The tick gets into my ear, itching its way past whorls and drums and settling behind my eyes, steadying to a pulse. It makes the shadows in my bedroom flicker. The light from my neighbour’s front porch shouts out, startled by a neighbourhood cat or a possum on a fence. I try to place the noise that startled me awake, its rhythm tapping like an impatient shoe. There’s no clock in my room, no watches. There’s no need. Time means nothing when you are floating in and out of dreams, in and out of bed. All is sheets and pillows.

The floor is too far from my feet and the boards are uncertain. They groan and moan as I pad across them. My steps are slow and uncertain, the shadow move chairs and boxes from where I had thought they were. My feet ache. I remember the story of the mermaid who stepped as knives. I feel the twist in my feet is echoed in my thighs. I rise to my toes and feel the pain slip into my toes. Step by step, it leaks into the wood beneath. The floor mourns my every step, and I mourn with it.

 

In the loungeroom the light switch is not where I remember it being. Nor are the chairs. In the dark, the house moves: carpets undulating, furniture shifting tectonically, walls where there were none. I cannot navigate the space through memory alone. I need eyes, hands, ears to understand my wine-dark home. And still the tick, tick, tick inside my ear, behind my eye, and my feet screaming with the weight of me and my hands reaching for the guidance of a chair or a table before they greet my shin. I am a leviathan of dust and all is nothing.

 

Through the rear window I see the lights from the neighbour’s yard, and hear their voices, a susurrus in the late of night kiss of the early morning. The words drift in and out and I am caught in their tide, pulled along the line of light that rips from their garden to mine.
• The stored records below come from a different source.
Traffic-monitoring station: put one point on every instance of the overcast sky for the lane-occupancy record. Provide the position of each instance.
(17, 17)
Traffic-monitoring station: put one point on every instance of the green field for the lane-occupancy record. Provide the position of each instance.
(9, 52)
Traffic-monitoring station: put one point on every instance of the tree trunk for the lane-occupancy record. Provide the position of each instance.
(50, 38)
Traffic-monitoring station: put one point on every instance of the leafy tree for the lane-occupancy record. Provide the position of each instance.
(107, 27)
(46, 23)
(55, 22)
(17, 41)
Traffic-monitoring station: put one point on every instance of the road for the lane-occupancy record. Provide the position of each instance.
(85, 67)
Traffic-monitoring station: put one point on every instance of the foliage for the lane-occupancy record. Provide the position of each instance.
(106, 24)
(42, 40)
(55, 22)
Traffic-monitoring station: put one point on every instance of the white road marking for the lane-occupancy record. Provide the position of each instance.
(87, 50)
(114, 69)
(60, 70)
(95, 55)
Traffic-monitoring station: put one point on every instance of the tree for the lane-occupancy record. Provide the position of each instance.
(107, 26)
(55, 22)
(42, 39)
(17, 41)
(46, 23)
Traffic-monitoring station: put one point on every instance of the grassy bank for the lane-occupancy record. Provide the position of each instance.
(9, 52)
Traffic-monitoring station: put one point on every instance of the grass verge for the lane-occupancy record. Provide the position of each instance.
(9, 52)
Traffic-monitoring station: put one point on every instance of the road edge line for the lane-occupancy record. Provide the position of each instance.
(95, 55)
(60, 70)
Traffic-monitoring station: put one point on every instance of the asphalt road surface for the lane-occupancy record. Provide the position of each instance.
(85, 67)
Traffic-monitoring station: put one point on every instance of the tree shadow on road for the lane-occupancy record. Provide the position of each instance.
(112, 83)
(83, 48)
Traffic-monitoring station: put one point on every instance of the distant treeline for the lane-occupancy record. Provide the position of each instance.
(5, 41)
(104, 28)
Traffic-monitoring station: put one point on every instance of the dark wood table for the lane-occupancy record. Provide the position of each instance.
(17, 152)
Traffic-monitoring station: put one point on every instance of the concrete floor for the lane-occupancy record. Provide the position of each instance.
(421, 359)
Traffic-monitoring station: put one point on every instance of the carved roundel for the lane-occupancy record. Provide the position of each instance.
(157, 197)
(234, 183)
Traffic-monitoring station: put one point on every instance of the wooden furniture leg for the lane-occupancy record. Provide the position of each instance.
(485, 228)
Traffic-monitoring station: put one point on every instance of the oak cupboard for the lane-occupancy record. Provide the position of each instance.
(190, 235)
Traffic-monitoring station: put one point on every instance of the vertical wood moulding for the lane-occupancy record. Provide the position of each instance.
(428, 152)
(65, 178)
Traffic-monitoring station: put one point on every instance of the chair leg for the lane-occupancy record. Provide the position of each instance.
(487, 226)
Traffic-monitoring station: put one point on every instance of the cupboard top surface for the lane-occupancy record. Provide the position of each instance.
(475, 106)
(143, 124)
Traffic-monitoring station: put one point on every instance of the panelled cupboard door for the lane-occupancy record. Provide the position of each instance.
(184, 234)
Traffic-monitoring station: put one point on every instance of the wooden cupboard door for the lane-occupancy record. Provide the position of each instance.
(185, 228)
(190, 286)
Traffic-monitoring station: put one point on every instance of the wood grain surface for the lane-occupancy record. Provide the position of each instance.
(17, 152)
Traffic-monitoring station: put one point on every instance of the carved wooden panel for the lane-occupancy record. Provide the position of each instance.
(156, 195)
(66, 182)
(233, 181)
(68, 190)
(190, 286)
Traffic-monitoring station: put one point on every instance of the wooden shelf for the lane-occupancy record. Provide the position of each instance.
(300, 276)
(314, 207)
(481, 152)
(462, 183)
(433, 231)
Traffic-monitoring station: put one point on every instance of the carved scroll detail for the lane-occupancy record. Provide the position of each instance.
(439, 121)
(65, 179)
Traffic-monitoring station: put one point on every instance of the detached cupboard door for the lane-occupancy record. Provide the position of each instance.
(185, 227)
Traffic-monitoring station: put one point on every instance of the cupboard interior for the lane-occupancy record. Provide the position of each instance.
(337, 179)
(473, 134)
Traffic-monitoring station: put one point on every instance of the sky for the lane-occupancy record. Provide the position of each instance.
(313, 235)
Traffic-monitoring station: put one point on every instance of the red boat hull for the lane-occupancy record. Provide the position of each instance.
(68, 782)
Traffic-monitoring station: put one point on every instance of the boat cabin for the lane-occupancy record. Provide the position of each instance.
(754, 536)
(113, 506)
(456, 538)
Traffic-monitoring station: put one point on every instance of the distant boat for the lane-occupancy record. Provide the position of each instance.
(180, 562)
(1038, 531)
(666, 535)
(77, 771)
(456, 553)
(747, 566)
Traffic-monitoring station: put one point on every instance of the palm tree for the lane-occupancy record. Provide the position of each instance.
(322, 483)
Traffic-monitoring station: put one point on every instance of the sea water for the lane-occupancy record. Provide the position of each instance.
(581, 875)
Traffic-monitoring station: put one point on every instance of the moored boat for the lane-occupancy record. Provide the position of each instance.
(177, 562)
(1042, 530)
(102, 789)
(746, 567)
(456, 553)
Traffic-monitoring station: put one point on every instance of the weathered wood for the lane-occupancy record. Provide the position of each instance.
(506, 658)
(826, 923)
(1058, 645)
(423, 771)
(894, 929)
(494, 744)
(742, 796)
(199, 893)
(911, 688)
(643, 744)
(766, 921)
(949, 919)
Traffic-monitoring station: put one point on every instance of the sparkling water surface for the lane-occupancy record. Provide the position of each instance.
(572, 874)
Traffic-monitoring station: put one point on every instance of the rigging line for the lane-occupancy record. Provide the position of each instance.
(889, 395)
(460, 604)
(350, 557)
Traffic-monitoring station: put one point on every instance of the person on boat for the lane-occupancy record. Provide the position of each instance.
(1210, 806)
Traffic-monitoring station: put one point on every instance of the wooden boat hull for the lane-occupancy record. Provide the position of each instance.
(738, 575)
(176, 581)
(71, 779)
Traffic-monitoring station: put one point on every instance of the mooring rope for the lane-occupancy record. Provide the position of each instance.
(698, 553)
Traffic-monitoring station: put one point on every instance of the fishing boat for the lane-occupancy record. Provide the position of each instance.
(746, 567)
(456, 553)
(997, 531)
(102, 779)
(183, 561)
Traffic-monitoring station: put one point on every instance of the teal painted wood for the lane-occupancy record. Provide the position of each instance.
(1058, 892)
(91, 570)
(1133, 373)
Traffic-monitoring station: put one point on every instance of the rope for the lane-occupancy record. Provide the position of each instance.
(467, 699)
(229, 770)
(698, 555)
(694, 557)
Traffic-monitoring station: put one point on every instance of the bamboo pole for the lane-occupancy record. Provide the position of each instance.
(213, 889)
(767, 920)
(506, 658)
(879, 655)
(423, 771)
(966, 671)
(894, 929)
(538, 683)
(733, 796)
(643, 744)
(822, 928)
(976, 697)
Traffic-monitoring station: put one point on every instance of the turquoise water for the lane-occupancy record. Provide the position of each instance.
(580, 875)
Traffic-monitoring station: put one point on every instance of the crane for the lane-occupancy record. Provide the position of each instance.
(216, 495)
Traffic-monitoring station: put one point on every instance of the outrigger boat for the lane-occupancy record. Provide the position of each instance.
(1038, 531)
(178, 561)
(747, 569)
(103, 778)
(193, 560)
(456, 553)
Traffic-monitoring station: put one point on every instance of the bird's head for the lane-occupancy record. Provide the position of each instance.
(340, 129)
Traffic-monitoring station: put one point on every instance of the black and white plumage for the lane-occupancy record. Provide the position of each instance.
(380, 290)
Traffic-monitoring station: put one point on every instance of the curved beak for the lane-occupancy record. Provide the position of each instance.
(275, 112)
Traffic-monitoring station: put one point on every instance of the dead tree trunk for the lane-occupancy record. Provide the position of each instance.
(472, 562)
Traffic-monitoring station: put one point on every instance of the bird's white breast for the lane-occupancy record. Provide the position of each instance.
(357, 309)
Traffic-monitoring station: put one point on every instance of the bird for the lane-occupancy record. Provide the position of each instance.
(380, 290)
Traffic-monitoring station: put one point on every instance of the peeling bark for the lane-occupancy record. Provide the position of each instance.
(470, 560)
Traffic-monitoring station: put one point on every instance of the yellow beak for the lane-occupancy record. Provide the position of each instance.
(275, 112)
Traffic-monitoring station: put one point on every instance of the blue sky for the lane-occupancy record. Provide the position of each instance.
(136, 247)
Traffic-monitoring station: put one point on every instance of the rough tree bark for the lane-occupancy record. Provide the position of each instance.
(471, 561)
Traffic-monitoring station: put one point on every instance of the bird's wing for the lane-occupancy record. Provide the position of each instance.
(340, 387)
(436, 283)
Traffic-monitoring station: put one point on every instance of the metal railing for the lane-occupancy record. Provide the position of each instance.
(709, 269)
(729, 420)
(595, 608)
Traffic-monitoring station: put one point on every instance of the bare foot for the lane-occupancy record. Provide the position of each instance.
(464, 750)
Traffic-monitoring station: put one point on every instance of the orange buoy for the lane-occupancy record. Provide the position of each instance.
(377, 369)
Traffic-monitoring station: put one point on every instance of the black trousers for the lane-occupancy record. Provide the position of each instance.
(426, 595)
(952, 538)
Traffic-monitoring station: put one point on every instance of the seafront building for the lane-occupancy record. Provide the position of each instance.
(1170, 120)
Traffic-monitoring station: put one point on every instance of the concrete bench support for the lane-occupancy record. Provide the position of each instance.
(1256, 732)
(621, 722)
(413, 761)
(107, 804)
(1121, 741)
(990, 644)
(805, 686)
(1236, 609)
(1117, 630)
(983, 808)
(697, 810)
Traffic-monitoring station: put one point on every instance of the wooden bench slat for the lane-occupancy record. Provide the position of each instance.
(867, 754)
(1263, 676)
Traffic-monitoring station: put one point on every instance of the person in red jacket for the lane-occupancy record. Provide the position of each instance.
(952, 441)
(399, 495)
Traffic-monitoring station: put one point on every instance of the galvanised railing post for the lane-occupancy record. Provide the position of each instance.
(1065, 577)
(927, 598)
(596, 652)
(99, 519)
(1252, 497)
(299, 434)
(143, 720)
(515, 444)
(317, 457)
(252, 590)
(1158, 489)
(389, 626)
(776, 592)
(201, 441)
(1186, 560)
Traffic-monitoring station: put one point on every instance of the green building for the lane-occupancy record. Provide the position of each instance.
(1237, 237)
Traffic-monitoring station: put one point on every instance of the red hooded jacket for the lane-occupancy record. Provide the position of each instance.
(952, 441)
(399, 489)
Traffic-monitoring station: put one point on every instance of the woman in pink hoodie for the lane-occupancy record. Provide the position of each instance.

Their conversation covers my ears and for a moment the ticking is stilled while their daily cares trickle over me.

  • Can you remember to call…
  • I don’t know what we’ll….
  • I just feel like he doesn’t hear me…

I hear you, I hear.

 

The tick is not the only sound in the house. The words lap over the drone of the refrigerator. The rumble of the dishwasher. The cat, staring at me from the couch, who chirrups at my interruption and then blinks, once, twice. Golden beads glow in the gloom. A beacon. He yawns and the flash of knife sharp teeth and pink velvet promise of pain. I know better than to sink my fingers into the kelp hide. I will get caught. Claws in my hands. Dragged under. Feasted upon. I am the Phoenician sailor. I see him through pearled eyes.

 

I hear the tick, tick, tick again as my knee crashes into the coffee table and the vase spills water and glass and flowers across the floor. I hiss. Twice. My legs fold and I put out my hand to steady my sinking. I find the glass cuts like coral. I turn it red. I am beached, dry, bleeding, my legs entwined. The water seeks out the flower stems but finds me instead. In the cut of light, part moon, part neighbourly, my legs take on a sheen. I cannot tell one from the other, if they ever were separate.

 

Full fathom five I lie. And the words tumble easily from my lips to the floor. The walls shake again, this time the light is bright. Hard. Cutting. The clouds outside rumble and the cat slides from the couch, hisses, and hides beneath a nearby footstool. Tick, tick, tick. I use the sounds to count the storm and wonder if this storm will bring me princes or a mage. All I want from it is that small child, the hag-seed son, whose ear, like mine listens close for rhythm and song. He is too far from me. He is me.

 

The thunder is loud and the roof splits. My house fills: rain, silt, a possum. The loungeroom becomes a lagoon. The cat paddles past, he has seen an owl. I have no money with which to pay them. They are free to go and I will make an island which is my own. I will build a house for the once and future child. Deeper and deeper the water climbs. Waves wrap my waist. My legs that once were flicker beneath them. The water is cold, but if I stay in it long enough I will adjust. I can adjust.

 

Tick, tick, tick and the waves move with the noise, swelling and receding. There is another roar from the sky and the water runs through my house and trickles out through the door, flooding my neighbours’ garden. I hear their curses, and their excitement. I wonder that they hadn’t noticed the storm. I am left, beached. I have my island. I am ready for whatever comes. This island is my own. It is built from chairs, and tables, and bookshelves, and coasters. My crown is a shattered glass vase. My jewels are blood-doused amaryllis, tansies, and valerian. I am ready.

 

The shimmer of scales reflects on the shards that surround me. I lift my hand. Pick out the glass. I taste my blood. It is tinny, silver. Thin. The pain fades. The ticking stops. I close my eyes. Breath comes easy for the first time in nights. I think about standing, about making my way back to bed now that the noise is gone, but walking was hard before I had fins. It will be harder now. I lean my head against the table and I close my eyes. It is late, and I am tired. So very, very tired.